Former President Donald Trump is inheriting an economy with low unemployment, falling inflation, and a record-high stock market.
Regardless, the Washington Monthly's Bill Scher thinks it's a good bet that he will royally screw it up in the coming years.
While the economy performed reasonably well for the first three years of Trump's presidency, Scher argues that is because many of his economic advisers stopped him from implementing some of his truly destructive ambitions such as starting global trade wars.
Trump will face even fewer constraints in his second term, which makes the likelihood of a significant policy error even higher, according to the analysis.

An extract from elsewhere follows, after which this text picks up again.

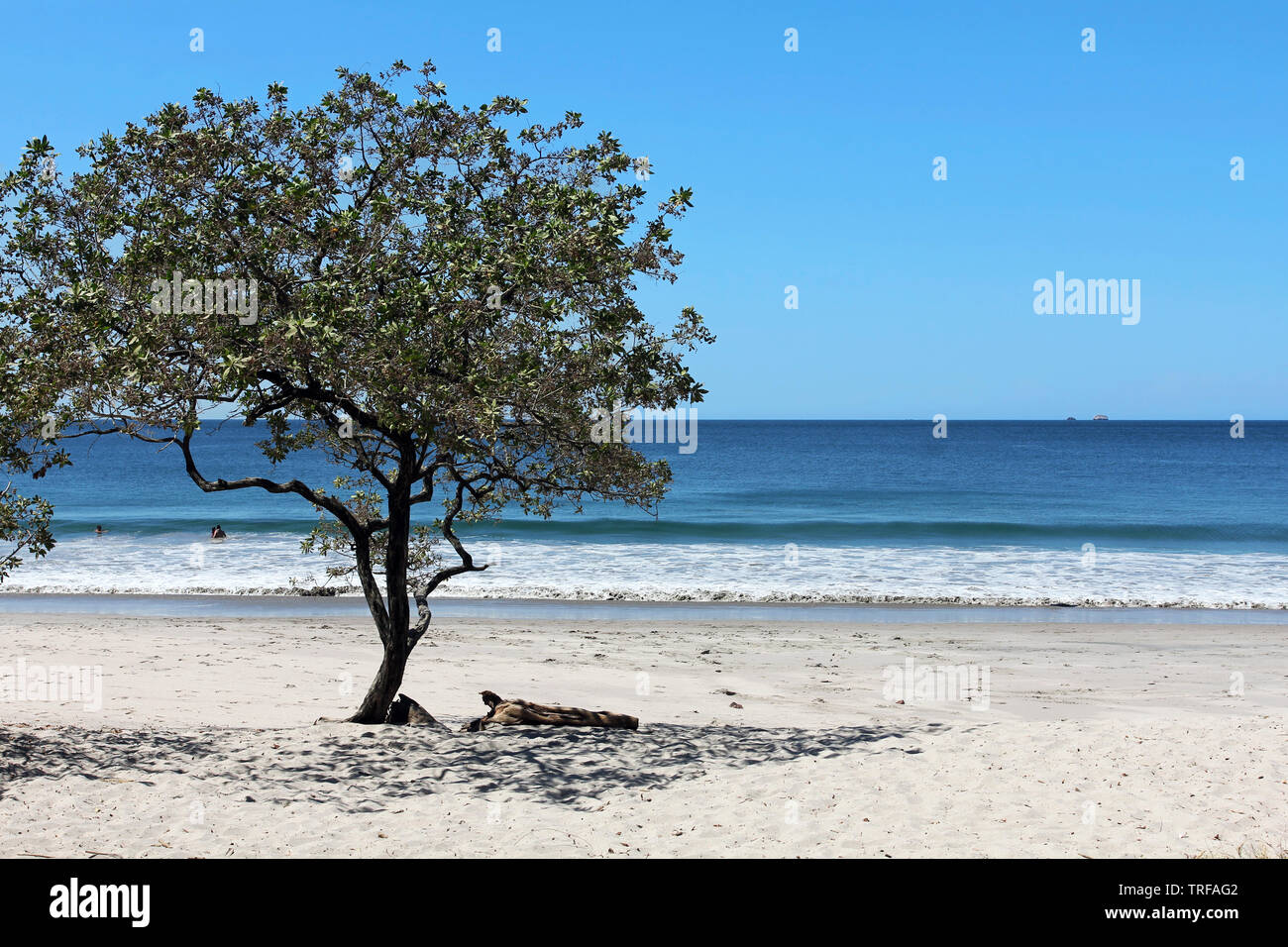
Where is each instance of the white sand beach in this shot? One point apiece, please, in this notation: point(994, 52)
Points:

"Despite the bravado, Trump is no economic mastermind," Scher contends. "If he follows through on his across-the-board tariff plan, he may jack up prices high enough to cause a major political backlash, which happened to his beloved William McKinley. An immigration crackdown or mass deportation can also disrupt the labor market, causing negative economic consequences."
He also thinks that Trump's personal characteristics make a massive misstep exceedingly likely.

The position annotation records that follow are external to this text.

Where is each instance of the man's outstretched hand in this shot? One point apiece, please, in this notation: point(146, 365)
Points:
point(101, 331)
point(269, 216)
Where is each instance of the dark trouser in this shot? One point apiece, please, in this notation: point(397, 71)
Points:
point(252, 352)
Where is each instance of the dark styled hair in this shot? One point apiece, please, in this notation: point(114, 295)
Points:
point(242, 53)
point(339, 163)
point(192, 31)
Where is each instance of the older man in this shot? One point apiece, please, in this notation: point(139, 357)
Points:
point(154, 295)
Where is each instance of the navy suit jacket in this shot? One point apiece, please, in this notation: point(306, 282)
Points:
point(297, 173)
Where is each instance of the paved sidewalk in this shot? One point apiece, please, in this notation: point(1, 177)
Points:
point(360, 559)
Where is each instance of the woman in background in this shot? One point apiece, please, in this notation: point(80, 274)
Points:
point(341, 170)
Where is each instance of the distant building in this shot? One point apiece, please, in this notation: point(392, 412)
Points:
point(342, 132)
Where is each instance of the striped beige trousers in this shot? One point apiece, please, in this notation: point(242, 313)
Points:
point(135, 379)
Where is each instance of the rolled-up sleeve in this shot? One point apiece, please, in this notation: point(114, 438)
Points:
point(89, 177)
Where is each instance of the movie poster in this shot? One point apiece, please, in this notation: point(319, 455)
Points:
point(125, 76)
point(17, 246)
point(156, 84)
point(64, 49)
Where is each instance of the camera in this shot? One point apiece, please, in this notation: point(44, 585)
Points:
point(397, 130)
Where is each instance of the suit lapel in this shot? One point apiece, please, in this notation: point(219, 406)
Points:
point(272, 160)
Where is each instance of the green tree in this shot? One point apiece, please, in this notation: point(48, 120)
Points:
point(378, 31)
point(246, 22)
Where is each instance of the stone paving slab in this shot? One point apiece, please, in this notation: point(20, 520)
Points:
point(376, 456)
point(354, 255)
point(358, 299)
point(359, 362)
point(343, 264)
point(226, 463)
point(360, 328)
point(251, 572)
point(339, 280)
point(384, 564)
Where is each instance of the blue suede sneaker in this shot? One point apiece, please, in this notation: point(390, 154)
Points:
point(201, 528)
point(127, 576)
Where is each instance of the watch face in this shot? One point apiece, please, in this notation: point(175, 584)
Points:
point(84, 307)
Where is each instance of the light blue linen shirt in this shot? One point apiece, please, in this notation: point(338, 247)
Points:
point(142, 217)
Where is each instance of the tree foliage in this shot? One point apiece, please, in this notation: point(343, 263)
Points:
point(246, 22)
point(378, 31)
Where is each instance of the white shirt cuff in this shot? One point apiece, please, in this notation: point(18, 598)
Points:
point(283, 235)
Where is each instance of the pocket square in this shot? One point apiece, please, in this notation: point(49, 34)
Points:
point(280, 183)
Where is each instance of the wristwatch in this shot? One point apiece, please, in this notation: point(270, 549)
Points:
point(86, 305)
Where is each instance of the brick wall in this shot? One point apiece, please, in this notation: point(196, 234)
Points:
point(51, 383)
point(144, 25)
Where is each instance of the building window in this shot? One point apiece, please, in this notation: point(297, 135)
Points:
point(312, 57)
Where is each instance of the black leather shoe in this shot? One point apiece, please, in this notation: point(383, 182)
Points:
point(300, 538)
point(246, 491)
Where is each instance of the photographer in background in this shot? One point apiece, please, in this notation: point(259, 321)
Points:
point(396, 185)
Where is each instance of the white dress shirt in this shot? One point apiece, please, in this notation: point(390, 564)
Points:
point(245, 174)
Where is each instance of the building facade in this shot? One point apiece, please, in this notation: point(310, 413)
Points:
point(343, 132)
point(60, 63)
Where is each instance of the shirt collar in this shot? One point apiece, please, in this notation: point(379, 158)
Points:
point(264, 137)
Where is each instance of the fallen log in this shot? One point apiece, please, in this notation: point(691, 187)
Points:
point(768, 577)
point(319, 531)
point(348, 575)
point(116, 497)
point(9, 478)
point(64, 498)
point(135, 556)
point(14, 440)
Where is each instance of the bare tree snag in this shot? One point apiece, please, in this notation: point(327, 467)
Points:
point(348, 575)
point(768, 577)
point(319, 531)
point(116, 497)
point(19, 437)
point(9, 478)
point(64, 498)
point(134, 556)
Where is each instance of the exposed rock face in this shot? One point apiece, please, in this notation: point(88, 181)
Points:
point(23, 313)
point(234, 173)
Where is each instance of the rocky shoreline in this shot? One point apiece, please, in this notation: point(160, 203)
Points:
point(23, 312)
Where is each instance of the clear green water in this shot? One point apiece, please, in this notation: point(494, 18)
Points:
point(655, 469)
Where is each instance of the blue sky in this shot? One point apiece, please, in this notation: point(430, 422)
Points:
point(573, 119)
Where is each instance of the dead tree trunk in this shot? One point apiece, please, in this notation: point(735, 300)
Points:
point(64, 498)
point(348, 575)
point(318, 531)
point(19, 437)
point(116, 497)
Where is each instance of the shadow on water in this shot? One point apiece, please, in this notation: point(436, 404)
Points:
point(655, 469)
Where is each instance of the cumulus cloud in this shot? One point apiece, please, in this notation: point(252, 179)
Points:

"Considering that Trump can never run for president again, doesn’t care about anyone but himself, doesn’t have to worry about the future of the Republican Party, and rarely listens to sane advice, I see the chances of Trump implementing self-indulgent, economically foolish policies to be high, especially with a cowed GOP-controlled Senate and, possible, a GOP House, to boot," he writes.
However, Scher also thinks that Democrats cannot simply wait for Trump to foul things up. Rather, they have to go all-out to correct public perceptions about President Joe Biden's economy, which voters never warmed to even as inflation cooled and unemployment remained low.
"Democrats can and should tell the true story of the Biden-Harris economic record, how they cleaned up Trump’s mess and handed him back a humming economy—just as Barack Obama cleaned up George W. Bush’s mess and handed it to Trump in the first place," he writes. "They should start now and repeat it often to help regain lost credibility."